豆を十七分で征服する鍋

 北方砦では、兵士より豆のほうが強かった。

 吹雪で街道が閉ざされ、倉庫に残ったのは乾燥豆と塩だけ。三百人の兵が空腹で交代勤務に立ち、昨夜は硬い豆を飲み込んだ兵が歯を折った。薪を使い切れば暖房も止まる。遼の鍋は、食事だけでなく砦の夜を守れるかどうかの試験だった。

 乾燥豆は夜通し煮ても芯が残り、薪は三日分しかない。補給隊長は、豆袋を捨てて馬を食料にする命令書へ署名しかけていた。

 砥上遼は、転移前には町工場で圧力容器を扱っていた。彼が求めたのは厚い鉄鍋、噛み合う蓋、鍛冶屋の留め金だけだった。蓋が外れないことを何度も確かめ、蒸気穴だけは絶対に塞ぐなと鍛冶屋へ指示する。派手な魔法はない。安全に圧力を逃がす細い穴こそが、この鍋を兵器ではなく調理器具にする。

「爆弾でも作るのか」

 炊事長ヴァルガが笑う。遼は蓋の中央に細い蒸気穴を残し、重りを載せた。水と豆を入れ、蓋を締める。

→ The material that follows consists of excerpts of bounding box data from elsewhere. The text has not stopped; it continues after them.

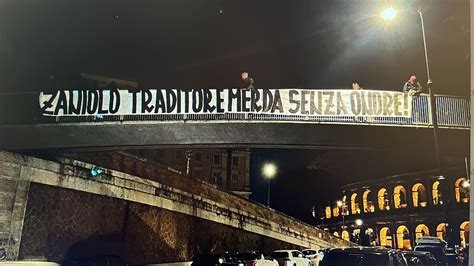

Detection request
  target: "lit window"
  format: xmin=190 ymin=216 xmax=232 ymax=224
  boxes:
xmin=415 ymin=224 xmax=430 ymax=239
xmin=454 ymin=178 xmax=469 ymax=203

 使った知識は一つ。密閉に近い鍋では蒸気の圧力が上がり、水は普通より高い温度になって食材を早く煮る。

 火にかけると、重りが小刻みに揺れ、しゅっ、しゅっと白い息を吐いた。兵士たちは盾の陰へ隠れたが、遼は砂時計だけを見ていた。

 十七分後、火を落とす。蒸気が止まるまで待ち、留め金を外した。急いで開けようとした炊事長の手を、遼は一度だけ止める。白い息が完全に消えてから蓋をずらすと、爆発どころか、豆と湯気の匂いが静かに広がった。

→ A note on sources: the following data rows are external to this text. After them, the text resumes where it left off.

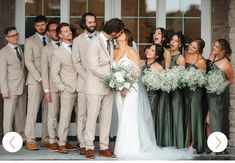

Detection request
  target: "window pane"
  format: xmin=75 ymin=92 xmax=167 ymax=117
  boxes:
xmin=166 ymin=0 xmax=183 ymax=17
xmin=139 ymin=0 xmax=156 ymax=16
xmin=25 ymin=0 xmax=42 ymax=16
xmin=70 ymin=0 xmax=86 ymax=16
xmin=184 ymin=19 xmax=201 ymax=43
xmin=184 ymin=0 xmax=201 ymax=17
xmin=139 ymin=18 xmax=156 ymax=43
xmin=88 ymin=0 xmax=104 ymax=16
xmin=122 ymin=19 xmax=137 ymax=41
xmin=121 ymin=0 xmax=138 ymax=16
xmin=70 ymin=18 xmax=104 ymax=35
xmin=44 ymin=0 xmax=60 ymax=16
xmin=166 ymin=19 xmax=182 ymax=31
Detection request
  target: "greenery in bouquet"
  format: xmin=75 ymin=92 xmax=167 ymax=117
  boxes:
xmin=205 ymin=70 xmax=228 ymax=94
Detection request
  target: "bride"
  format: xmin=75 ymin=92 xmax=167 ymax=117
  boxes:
xmin=113 ymin=29 xmax=193 ymax=160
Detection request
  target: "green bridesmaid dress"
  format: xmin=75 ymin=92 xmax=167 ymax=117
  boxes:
xmin=207 ymin=62 xmax=229 ymax=136
xmin=184 ymin=63 xmax=205 ymax=153
xmin=170 ymin=53 xmax=185 ymax=148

 兵士の一人が、自分の短剣の柄で豆を押す。昨夜は刃でも割れなかった粒が、音もなく平らになった。

 湯気の中で、豆は皮を保ったまま指で潰れた。塩を一つまみ。炊事長が匙ですくい、噛む前に顔を変える。

「芯がない」

 従来の大鍋は三時間たっても硬い。遼の鍋は使った薪が七分の一だった。

 補給隊長は豆を食べ、次に馬小屋を見た。命令書を二つに破る。

「この鍋を何個作れる」

「鍛冶場が空けば、明朝までに三つ」

 遼が答えると、隊長は砦全体の薪配給表を書き換えた。

 最上段にあった『軍馬解体』の命令が消え、代わりに朱書きが入る。